About Kouji Kobiyama from The Institute of Medical Science, The University of Tokyo
Kouji Kobiyama is an Associate Professor at the Division of Vaccine Science, Institute of Medical Science, The University of Tokyo, Japan. Prior to joining The University of Tokyo, Prof. Kobiyama was affiliated with the La Jolla Institute for Immunology (Sept 2015–April 2019), Research Institute for Health and Nutrition (2015), Research Institute for Biomedical Innovation (Apr 2010–Dec 2014), and Osaka University (Apr 2009–Mar 2010).

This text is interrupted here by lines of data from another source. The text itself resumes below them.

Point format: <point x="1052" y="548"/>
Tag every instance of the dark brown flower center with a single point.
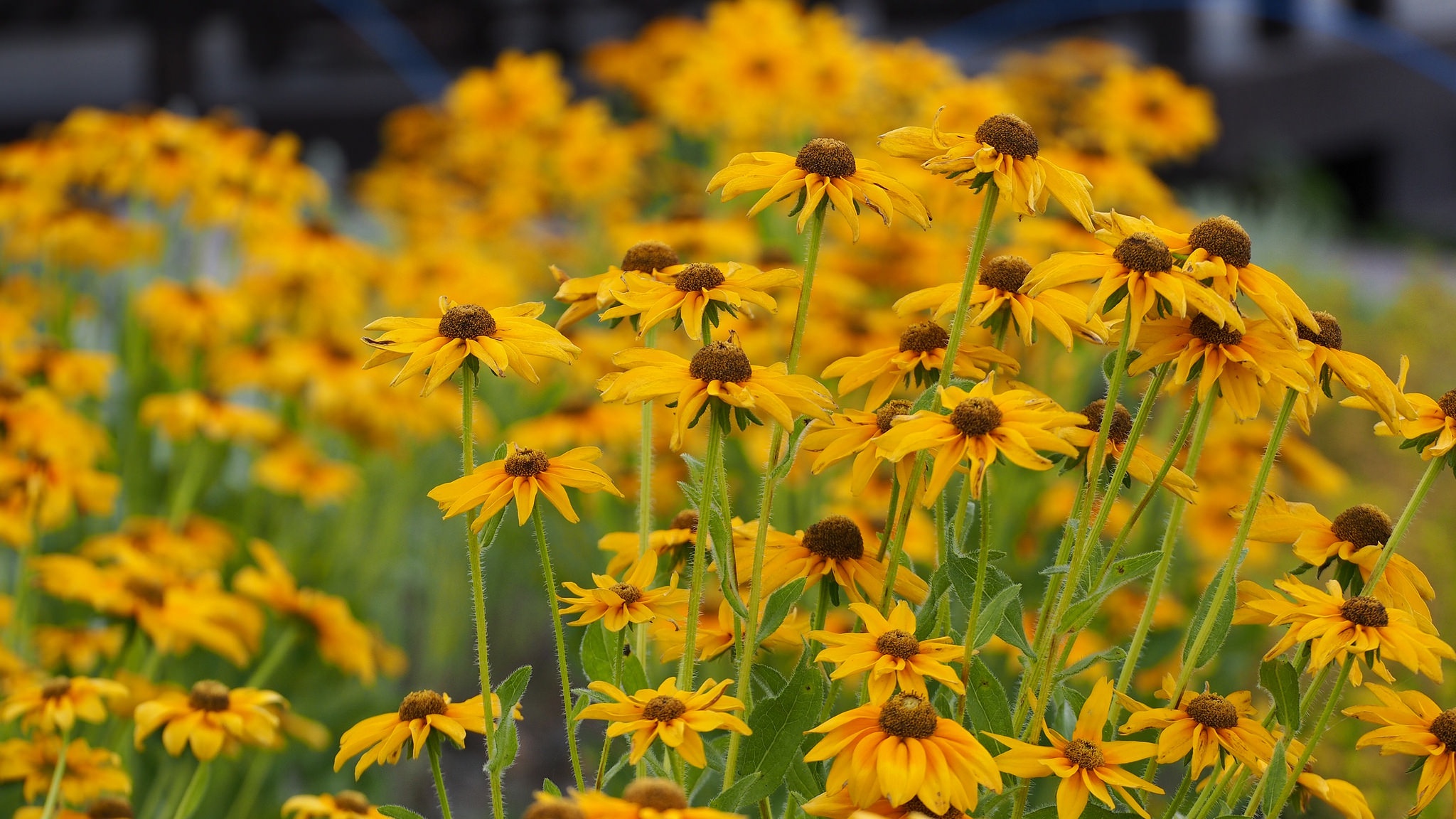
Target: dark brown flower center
<point x="1329" y="334"/>
<point x="924" y="337"/>
<point x="1365" y="611"/>
<point x="466" y="321"/>
<point x="686" y="519"/>
<point x="1008" y="134"/>
<point x="419" y="705"/>
<point x="1224" y="238"/>
<point x="1214" y="712"/>
<point x="897" y="645"/>
<point x="1005" y="273"/>
<point x="650" y="255"/>
<point x="1083" y="754"/>
<point x="700" y="277"/>
<point x="976" y="417"/>
<point x="1445" y="727"/>
<point x="1121" y="420"/>
<point x="887" y="413"/>
<point x="909" y="714"/>
<point x="526" y="462"/>
<point x="109" y="808"/>
<point x="1143" y="252"/>
<point x="628" y="592"/>
<point x="655" y="793"/>
<point x="828" y="158"/>
<point x="210" y="695"/>
<point x="664" y="709"/>
<point x="835" y="538"/>
<point x="721" y="362"/>
<point x="1363" y="525"/>
<point x="353" y="802"/>
<point x="1206" y="330"/>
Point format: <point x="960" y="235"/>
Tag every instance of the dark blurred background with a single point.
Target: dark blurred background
<point x="1360" y="92"/>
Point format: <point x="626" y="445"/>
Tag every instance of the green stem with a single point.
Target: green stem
<point x="561" y="646"/>
<point x="973" y="269"/>
<point x="433" y="745"/>
<point x="54" y="793"/>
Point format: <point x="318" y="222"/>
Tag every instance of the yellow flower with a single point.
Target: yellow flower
<point x="54" y="705"/>
<point x="344" y="805"/>
<point x="520" y="476"/>
<point x="1004" y="151"/>
<point x="903" y="749"/>
<point x="629" y="601"/>
<point x="1086" y="764"/>
<point x="980" y="426"/>
<point x="719" y="370"/>
<point x="999" y="298"/>
<point x="1142" y="464"/>
<point x="382" y="738"/>
<point x="498" y="338"/>
<point x="1138" y="266"/>
<point x="1201" y="724"/>
<point x="1411" y="723"/>
<point x="1337" y="627"/>
<point x="1356" y="537"/>
<point x="833" y="547"/>
<point x="825" y="171"/>
<point x="890" y="653"/>
<point x="211" y="717"/>
<point x="665" y="713"/>
<point x="693" y="291"/>
<point x="921" y="353"/>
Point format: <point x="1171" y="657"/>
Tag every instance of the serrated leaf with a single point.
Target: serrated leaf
<point x="778" y="729"/>
<point x="778" y="608"/>
<point x="1282" y="681"/>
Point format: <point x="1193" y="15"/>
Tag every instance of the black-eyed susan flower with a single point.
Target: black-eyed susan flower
<point x="594" y="294"/>
<point x="854" y="432"/>
<point x="982" y="424"/>
<point x="1238" y="362"/>
<point x="1142" y="464"/>
<point x="903" y="749"/>
<point x="835" y="548"/>
<point x="519" y="477"/>
<point x="344" y="805"/>
<point x="55" y="705"/>
<point x="1086" y="764"/>
<point x="1201" y="724"/>
<point x="1139" y="267"/>
<point x="1414" y="724"/>
<point x="825" y="169"/>
<point x="1356" y="537"/>
<point x="631" y="601"/>
<point x="921" y="355"/>
<point x="996" y="298"/>
<point x="1336" y="627"/>
<point x="721" y="372"/>
<point x="382" y="738"/>
<point x="676" y="717"/>
<point x="693" y="291"/>
<point x="500" y="338"/>
<point x="211" y="719"/>
<point x="1004" y="151"/>
<point x="890" y="653"/>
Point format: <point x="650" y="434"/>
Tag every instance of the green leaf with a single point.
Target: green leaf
<point x="1221" y="623"/>
<point x="986" y="701"/>
<point x="1282" y="681"/>
<point x="733" y="798"/>
<point x="778" y="729"/>
<point x="778" y="606"/>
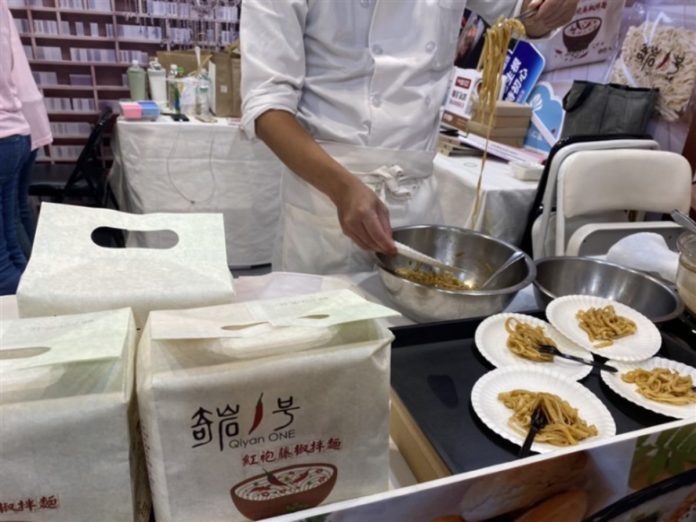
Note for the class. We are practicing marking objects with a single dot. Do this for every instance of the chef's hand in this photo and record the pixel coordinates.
(551, 15)
(364, 218)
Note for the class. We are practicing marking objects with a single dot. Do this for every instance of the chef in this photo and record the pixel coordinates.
(347, 94)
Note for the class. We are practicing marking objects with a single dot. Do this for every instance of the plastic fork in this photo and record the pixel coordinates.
(538, 421)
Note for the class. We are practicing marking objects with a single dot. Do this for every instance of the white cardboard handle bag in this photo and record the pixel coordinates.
(255, 409)
(69, 443)
(69, 273)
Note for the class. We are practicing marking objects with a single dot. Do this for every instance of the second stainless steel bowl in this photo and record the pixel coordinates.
(559, 276)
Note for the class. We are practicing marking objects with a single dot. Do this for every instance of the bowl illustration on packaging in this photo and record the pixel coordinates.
(578, 34)
(284, 490)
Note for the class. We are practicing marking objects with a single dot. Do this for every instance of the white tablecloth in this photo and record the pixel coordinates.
(165, 166)
(505, 200)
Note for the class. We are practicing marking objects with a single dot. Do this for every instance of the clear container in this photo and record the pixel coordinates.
(686, 273)
(136, 81)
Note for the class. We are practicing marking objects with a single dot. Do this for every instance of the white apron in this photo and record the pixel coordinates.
(310, 238)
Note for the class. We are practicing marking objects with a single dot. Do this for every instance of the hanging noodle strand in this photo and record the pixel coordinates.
(491, 63)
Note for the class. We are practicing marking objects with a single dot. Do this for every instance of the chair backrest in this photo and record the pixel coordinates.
(89, 159)
(545, 198)
(591, 182)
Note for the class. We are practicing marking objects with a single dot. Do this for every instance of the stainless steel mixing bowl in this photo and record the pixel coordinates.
(477, 253)
(559, 276)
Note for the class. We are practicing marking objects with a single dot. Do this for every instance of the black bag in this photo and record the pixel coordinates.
(599, 109)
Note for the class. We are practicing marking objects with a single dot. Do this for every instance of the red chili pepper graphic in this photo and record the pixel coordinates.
(664, 60)
(258, 415)
(272, 479)
(301, 477)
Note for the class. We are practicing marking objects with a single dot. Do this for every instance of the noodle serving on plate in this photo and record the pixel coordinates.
(564, 428)
(524, 339)
(662, 385)
(491, 64)
(604, 326)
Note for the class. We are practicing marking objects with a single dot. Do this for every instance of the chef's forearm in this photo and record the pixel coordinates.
(300, 153)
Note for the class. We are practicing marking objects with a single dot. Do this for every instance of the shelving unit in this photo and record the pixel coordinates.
(80, 50)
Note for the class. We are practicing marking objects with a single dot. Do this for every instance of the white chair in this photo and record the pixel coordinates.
(591, 183)
(541, 233)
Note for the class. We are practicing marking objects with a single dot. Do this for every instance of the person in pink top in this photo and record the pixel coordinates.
(15, 148)
(34, 111)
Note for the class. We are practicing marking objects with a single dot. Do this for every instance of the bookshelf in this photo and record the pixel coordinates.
(79, 51)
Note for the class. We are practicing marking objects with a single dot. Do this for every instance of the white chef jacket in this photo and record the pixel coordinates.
(365, 72)
(366, 78)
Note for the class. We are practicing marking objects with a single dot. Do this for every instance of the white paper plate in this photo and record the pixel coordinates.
(637, 347)
(491, 341)
(629, 391)
(484, 399)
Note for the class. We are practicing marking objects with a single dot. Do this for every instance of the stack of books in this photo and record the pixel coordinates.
(510, 123)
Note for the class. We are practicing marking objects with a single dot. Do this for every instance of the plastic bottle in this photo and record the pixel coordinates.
(203, 94)
(136, 81)
(186, 86)
(172, 89)
(158, 83)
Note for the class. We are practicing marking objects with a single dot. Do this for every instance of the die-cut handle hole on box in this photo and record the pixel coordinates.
(237, 327)
(22, 353)
(110, 237)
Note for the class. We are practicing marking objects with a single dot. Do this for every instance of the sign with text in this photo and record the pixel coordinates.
(459, 106)
(523, 66)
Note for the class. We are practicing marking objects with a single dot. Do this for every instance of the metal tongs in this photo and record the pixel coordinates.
(526, 14)
(419, 256)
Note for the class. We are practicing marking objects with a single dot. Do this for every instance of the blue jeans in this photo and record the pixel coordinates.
(14, 152)
(26, 221)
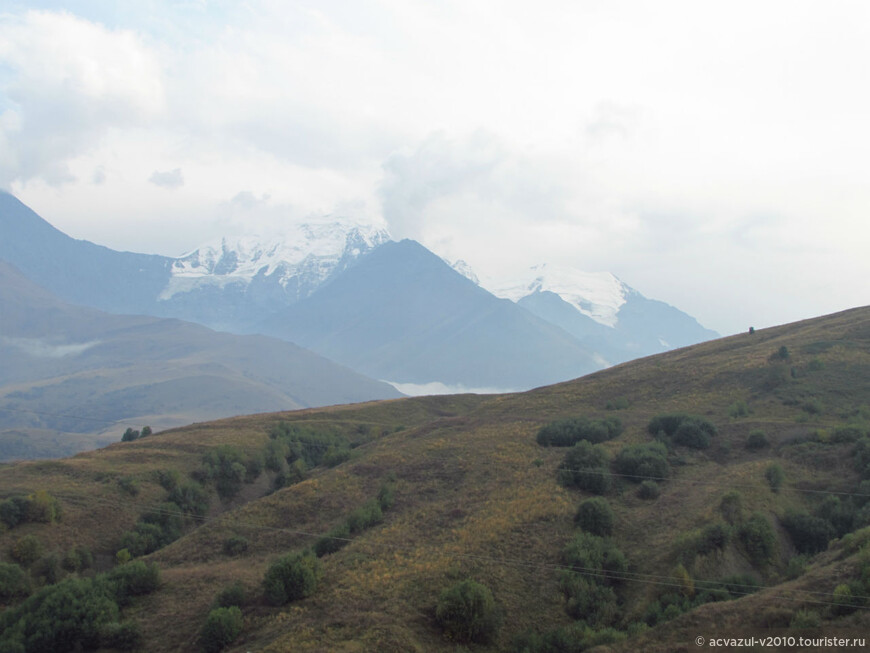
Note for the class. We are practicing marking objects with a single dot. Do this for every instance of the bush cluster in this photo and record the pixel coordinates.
(39, 507)
(682, 429)
(586, 467)
(638, 462)
(229, 468)
(597, 566)
(568, 432)
(595, 516)
(758, 539)
(756, 440)
(467, 612)
(222, 627)
(671, 604)
(366, 516)
(291, 577)
(78, 613)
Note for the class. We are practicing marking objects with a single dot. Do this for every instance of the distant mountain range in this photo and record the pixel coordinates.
(71, 369)
(391, 310)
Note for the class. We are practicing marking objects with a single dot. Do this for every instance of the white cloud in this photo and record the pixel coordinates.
(71, 81)
(170, 179)
(687, 147)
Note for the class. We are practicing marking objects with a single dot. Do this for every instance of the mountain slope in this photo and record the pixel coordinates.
(65, 360)
(602, 312)
(78, 271)
(476, 497)
(403, 315)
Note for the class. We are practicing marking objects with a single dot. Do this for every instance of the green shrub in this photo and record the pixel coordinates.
(775, 476)
(168, 479)
(756, 440)
(291, 577)
(843, 434)
(61, 618)
(190, 498)
(596, 556)
(682, 429)
(78, 559)
(713, 537)
(42, 507)
(781, 354)
(130, 435)
(47, 569)
(235, 545)
(643, 461)
(568, 432)
(334, 540)
(731, 507)
(133, 579)
(387, 495)
(585, 467)
(231, 595)
(225, 465)
(14, 511)
(861, 456)
(758, 539)
(844, 601)
(738, 409)
(222, 627)
(26, 550)
(129, 485)
(467, 612)
(694, 432)
(595, 516)
(365, 516)
(620, 403)
(124, 636)
(808, 534)
(797, 566)
(586, 599)
(806, 619)
(13, 582)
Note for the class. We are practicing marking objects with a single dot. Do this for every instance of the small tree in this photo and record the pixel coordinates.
(758, 539)
(595, 516)
(130, 434)
(756, 440)
(291, 577)
(222, 627)
(775, 476)
(467, 612)
(585, 467)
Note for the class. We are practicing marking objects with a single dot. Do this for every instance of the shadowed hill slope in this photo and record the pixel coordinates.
(475, 496)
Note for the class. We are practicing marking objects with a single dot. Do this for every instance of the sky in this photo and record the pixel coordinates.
(711, 155)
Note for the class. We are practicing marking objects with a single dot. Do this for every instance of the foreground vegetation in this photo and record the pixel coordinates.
(726, 483)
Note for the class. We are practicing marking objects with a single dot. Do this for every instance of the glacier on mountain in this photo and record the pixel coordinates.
(598, 295)
(305, 254)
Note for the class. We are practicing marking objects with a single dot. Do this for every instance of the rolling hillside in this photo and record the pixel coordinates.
(709, 537)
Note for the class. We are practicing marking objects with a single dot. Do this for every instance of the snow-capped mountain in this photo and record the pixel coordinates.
(231, 284)
(605, 314)
(598, 295)
(298, 260)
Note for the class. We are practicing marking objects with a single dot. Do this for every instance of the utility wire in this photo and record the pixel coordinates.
(636, 577)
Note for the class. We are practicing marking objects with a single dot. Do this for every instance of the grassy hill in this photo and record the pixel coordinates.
(474, 496)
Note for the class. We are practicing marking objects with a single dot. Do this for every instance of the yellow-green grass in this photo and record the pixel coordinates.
(477, 497)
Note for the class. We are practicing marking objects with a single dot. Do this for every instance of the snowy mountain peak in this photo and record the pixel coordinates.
(598, 295)
(464, 269)
(306, 253)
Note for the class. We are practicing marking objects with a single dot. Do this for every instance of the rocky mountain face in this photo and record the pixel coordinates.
(392, 310)
(70, 370)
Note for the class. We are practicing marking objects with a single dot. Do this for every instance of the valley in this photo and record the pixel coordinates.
(405, 499)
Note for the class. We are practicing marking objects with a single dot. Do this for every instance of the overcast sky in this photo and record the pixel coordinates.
(715, 156)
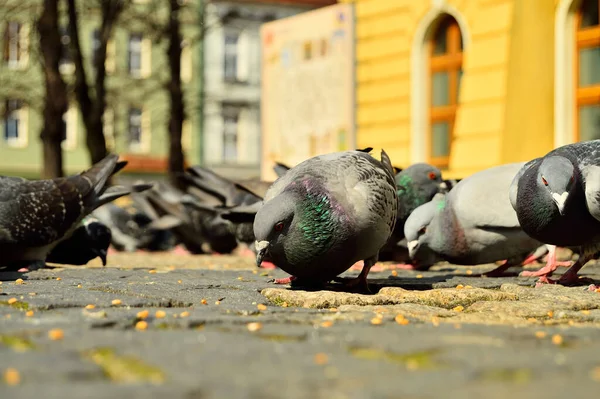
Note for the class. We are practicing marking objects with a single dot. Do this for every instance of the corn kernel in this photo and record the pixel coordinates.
(254, 326)
(141, 325)
(540, 334)
(557, 339)
(12, 376)
(321, 359)
(142, 314)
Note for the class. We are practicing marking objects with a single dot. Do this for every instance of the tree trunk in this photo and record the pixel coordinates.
(177, 114)
(56, 101)
(92, 109)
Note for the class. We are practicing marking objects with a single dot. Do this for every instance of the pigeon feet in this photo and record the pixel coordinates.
(267, 265)
(285, 280)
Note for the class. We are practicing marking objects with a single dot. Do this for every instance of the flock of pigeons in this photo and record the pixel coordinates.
(321, 216)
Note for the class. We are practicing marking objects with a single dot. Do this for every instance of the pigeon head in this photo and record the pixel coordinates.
(97, 239)
(416, 230)
(297, 226)
(272, 224)
(557, 178)
(88, 241)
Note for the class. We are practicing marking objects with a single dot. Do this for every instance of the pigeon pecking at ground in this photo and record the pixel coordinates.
(89, 241)
(36, 215)
(473, 224)
(327, 213)
(416, 185)
(557, 201)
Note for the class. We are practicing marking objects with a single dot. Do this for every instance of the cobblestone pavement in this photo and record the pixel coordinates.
(159, 325)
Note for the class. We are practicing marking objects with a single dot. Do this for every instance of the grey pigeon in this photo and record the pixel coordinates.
(557, 201)
(36, 215)
(473, 224)
(88, 241)
(327, 213)
(416, 185)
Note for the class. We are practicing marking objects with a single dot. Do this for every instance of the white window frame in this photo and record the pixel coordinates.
(419, 72)
(71, 119)
(145, 54)
(65, 66)
(231, 113)
(22, 139)
(186, 135)
(186, 63)
(108, 127)
(230, 50)
(143, 145)
(18, 49)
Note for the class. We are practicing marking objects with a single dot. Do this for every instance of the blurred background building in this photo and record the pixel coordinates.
(232, 81)
(462, 84)
(468, 84)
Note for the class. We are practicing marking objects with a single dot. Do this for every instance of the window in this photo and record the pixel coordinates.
(230, 62)
(65, 64)
(15, 123)
(446, 72)
(108, 127)
(70, 128)
(16, 43)
(139, 56)
(231, 117)
(587, 71)
(135, 54)
(138, 131)
(95, 46)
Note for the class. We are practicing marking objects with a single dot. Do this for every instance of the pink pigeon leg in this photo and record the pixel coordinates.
(267, 265)
(551, 265)
(285, 280)
(570, 277)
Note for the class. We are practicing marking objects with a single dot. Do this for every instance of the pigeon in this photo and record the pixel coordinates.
(88, 241)
(557, 200)
(416, 185)
(280, 169)
(36, 215)
(327, 213)
(473, 224)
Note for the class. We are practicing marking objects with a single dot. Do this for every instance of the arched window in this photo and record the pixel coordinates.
(587, 71)
(446, 70)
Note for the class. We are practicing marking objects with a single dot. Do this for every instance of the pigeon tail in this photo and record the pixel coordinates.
(100, 172)
(112, 193)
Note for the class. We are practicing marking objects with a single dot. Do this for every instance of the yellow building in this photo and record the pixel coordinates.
(469, 84)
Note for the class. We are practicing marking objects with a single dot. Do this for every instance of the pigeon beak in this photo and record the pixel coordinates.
(101, 253)
(412, 248)
(560, 200)
(261, 250)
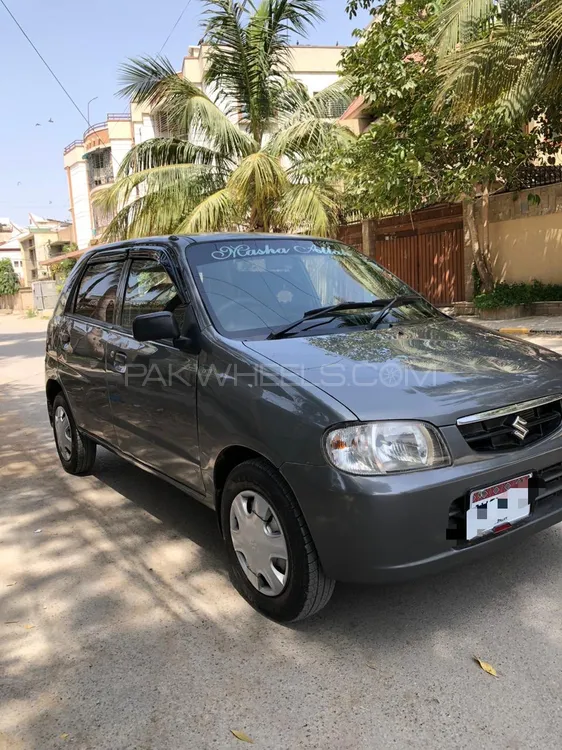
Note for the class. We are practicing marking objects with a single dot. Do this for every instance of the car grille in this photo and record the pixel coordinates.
(500, 433)
(549, 483)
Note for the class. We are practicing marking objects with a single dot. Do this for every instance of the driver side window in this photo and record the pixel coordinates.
(150, 289)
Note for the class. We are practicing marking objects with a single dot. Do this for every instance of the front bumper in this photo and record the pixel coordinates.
(392, 528)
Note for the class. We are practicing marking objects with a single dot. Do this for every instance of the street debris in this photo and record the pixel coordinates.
(242, 736)
(486, 667)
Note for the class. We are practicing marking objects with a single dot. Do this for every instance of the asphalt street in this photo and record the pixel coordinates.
(119, 628)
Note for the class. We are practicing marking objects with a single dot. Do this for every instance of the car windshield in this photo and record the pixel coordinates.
(255, 288)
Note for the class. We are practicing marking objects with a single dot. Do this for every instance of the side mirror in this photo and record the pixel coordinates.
(155, 326)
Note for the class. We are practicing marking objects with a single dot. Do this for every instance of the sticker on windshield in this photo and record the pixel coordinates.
(228, 252)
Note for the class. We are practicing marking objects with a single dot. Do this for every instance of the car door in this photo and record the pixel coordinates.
(152, 385)
(90, 317)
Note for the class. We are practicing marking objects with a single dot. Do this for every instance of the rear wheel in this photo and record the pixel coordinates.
(273, 560)
(77, 452)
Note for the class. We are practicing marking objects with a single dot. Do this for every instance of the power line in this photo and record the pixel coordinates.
(174, 27)
(45, 63)
(52, 72)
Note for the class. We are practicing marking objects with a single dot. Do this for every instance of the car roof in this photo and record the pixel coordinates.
(191, 239)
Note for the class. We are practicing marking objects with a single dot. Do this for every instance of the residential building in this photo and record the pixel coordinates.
(92, 162)
(10, 247)
(41, 240)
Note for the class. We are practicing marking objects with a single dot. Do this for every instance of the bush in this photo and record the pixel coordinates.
(9, 282)
(506, 295)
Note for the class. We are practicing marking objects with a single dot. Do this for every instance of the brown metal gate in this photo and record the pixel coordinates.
(425, 249)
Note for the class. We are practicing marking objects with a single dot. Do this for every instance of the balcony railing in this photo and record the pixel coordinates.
(73, 145)
(93, 128)
(534, 175)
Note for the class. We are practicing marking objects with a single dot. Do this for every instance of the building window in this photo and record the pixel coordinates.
(101, 219)
(100, 168)
(162, 127)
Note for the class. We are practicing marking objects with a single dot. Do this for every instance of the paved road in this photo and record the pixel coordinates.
(119, 628)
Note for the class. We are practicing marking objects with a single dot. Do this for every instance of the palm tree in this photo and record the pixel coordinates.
(503, 52)
(239, 157)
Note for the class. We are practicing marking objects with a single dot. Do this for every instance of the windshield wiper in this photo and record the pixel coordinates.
(321, 312)
(398, 301)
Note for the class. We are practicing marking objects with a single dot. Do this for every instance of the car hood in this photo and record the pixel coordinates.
(436, 371)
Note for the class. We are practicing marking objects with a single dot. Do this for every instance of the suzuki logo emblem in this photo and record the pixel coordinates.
(520, 428)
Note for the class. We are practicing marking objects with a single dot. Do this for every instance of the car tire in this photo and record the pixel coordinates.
(305, 590)
(77, 452)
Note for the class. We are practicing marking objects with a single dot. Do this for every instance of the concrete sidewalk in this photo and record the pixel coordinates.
(538, 324)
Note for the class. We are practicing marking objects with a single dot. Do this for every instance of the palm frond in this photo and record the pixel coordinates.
(456, 16)
(155, 213)
(250, 58)
(191, 113)
(308, 136)
(159, 152)
(311, 209)
(219, 212)
(194, 181)
(144, 79)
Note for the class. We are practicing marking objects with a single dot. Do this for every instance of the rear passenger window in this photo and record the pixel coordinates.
(150, 289)
(97, 294)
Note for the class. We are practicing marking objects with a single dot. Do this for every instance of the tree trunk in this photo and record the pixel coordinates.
(479, 252)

He has received several awards for his research contributions, including the 26th Japanese Society of Biodefense Award (2014) and the NIAID Award at the Keystone Symposia on Molecular and Cellular Biology (2007).
Funding information
This research was supported by AMED under Grant Numbers JP243fa727002, JP243fa727001s0703, and JP243fa627001h0003, JP24jf0126002, JP24fk0108690, JP243fa627001h0003, and JP243fa727002, JP243fa727002, JP243fa727002 and JP243fa627007h000, and by the Research Support Project for Life Science and Drug Discovery from AMED under Grant Number JP23ama11011, and JP23ama121010, and by the Ministry of Education, Culture, Sports, Science and Technology in Japan under Grant Number 23K06577. AMED under Grant Number JP233fa827017 and JP243fa827017, JP22fk0108501.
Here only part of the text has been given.